In the world of optics, the mirror formula is a fundamental relationship that describes the geometry of image formation by spherical mirrors. For a convex mirror, this formula is expressed as \( \frac{1}{f} = \frac{1}{v} + \frac{1}{u} \). Here, \( f \) represents the focal length, \( v \) the image distance, and \( u \) the object distance.

In the context of convex mirrors, a critical point to remember is that both the focal length \( f \) and image distance \( v \) are positive, as they form a virtual image on the same side as the incident light. However, the object distance \( u \) is negative because the object is positioned in the direction opposite to the incident light. This understanding of sign conventions is essential for correctly applying the mirror formula, particularly when calculating where an image will appear relative to the mirror.

The image distance \( v \) in optics refers to the distance from the mirror to the image that is formed. In a convex mirror, this image is virtual, meaning it cannot be projected onto a screen but is seen as though it is located behind the mirror.

To determine the image distance using the mirror formula, you need the focal length \( f \) and the object distance \( u \). As seen in the original exercise, we start with the equation \( \frac{1}{f} = \frac{1}{v} + \frac{1}{u} \). By substituting the known values for \( f \) and \( u \) into this formula, we can solve for \( v \).

• Example: With \( f = 0.2 \text{ m} \) and \( u = -2.8 \text{ m} \), substituting these gives \( \frac{1}{0.2} = \frac{1}{v} + \frac{1}{-2.8} \).
• Solving for \( \frac{1}{v} \) enables us to find \( v = \frac{2.8}{13} \text{ m} \).

Understanding how to calculate image distance is pivotal for predicting how the object's image will be viewed, whether it will be magnified, reduced, or the same size.

The concept of relative speed is used to determine how quickly two objects are moving in relation to each other. In the context of the exercise, it refers to the speed at which the second car appears to overtake the first car.

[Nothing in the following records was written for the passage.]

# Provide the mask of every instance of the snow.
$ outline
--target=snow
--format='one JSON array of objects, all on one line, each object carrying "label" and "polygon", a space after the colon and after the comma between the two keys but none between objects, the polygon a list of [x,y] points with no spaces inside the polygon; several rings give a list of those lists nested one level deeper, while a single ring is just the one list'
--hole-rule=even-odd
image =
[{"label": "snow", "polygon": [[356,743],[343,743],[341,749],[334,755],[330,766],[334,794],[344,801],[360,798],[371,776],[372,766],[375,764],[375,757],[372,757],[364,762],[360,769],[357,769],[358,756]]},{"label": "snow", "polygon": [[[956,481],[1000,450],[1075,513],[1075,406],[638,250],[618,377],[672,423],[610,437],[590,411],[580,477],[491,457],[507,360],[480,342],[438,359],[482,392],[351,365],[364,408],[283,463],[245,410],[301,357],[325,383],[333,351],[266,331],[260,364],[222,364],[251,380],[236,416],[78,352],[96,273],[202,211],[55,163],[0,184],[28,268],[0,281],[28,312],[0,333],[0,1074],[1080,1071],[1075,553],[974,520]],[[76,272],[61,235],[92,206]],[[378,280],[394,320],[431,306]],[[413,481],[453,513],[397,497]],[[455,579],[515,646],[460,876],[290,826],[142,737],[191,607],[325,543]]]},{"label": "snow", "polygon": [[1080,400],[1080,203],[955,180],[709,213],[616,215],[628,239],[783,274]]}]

When observing the second car from the first car's side-view mirror, relative speed helps us to calculate the speed at which the image of the second car moves within the convex mirror. The object distance \( u \) is changing due to the car's movement, and this change plays a crucial role in determining the image's speed.

• Example: If the second car moves towards the first car at \( 15 \text{ m/s} \), the relative speed helps in finding the rate of change of the image distance \( \frac{dv}{dt} \).
• This concept is key when calculating \( \frac{dv}{dt} \), as seen in the exercise, enabling us to find how the image position shifts over time.

Understanding relative speed is essential for seeing how dynamic situations affect what you observe in the mirror.

Differentiation in optics is a mathematical tool used to find how quickly something changes with respect to another variable—in this case, time. When an object is moving, its distance from the mirror changes, affecting the image distance. Differentiation helps in determining the speed at which this change occurs.

In the exercise, we differentiate the mirror formula \( \frac{1}{f} = \frac{1}{v} + \frac{1}{u} \) with respect to time \( t \) to find the rate at which the image distance \( v \) changes, \( \frac{dv}{dt} \). Consider the steps:

• First, acknowledge that \( \frac{du}{dt} \) is given by the car's speed, which is \( 15 \text{ m/s} \).
• Use differentiation to set up the equation: \( 0 = \frac{-1}{v^2} \frac{dv}{dt} + \frac{-1}{u^2} \frac{du}{dt} \).
• Substitute values and solve for \( \frac{dv}{dt} \), achieving a result in terms of \( \text{m/s} \).

This process of differentiation helps us understand the dynamic relationship between moving objects and their virtual images.